Another famous Sicilian dessert, a crunchy shell filled with fresh sheep ricotta cream!
- 250 g pastry flour
- 30 g sugar
- 30 g lard
- 1 small egg
- 1 egg yolk
- 50 ml Marsala wine
- 10 ml vinegar
- 1 pinch salt
- 2 g cinnamon powder
- 1 liter peanut oil for deep fry cannoli
- 800 g sheep ricotta
- 320 g confectionary sugar
- 50 g dark chocolate drops
- Candied Orange Peel and/or
- candied cherries and/or
- chopped pistachios
- confectionary sugar to sprinkle over the cannoli
- Mix all the ingredients for the dough, put in the fridge for at least 1 hour.
- Divide the dough in 2-3 parts depending on the rolling pin dimensions, roll the dough to 1.5 mm thickness, cut the dough in circles, using the cutter, roll circles over the tube, where the dough is overlaying, you have to wet the surface of the dough using some water and press the two surfaces in order to let them stick firmly, if you don’t do this step correctly, then when you deep fry them, they will open!

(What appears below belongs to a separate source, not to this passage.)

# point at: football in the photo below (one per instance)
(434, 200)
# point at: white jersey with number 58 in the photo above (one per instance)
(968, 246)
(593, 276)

- Heat a pot with sufficient peanut oil to deep fry cannoli to 170°C, try to maintain always the same temperature during the process, deep fry 2-3 cannoli at a time pay attention to move and flip them frequently to cook them evenly, 2-3 minutes should be sufficient, you will see when they are browning, it’s time to take them out and put on a paper to absorb the oil in excess, let them cool for 5 minutes and then remove them from the tubes.
- For the cream, ricotta should be passed thru a sieve and then mixed with confectionery sugar, it takes a lot of time, I personally use whisk to mix the two ingredients, there’s no big difference.
- Add the chocolate drops to the cream and mix them carefully.
- Fill the cannoli with the cream at the moment you are going to eat them, decorate with candies or pistachios and sprinkle with confectionery sugar.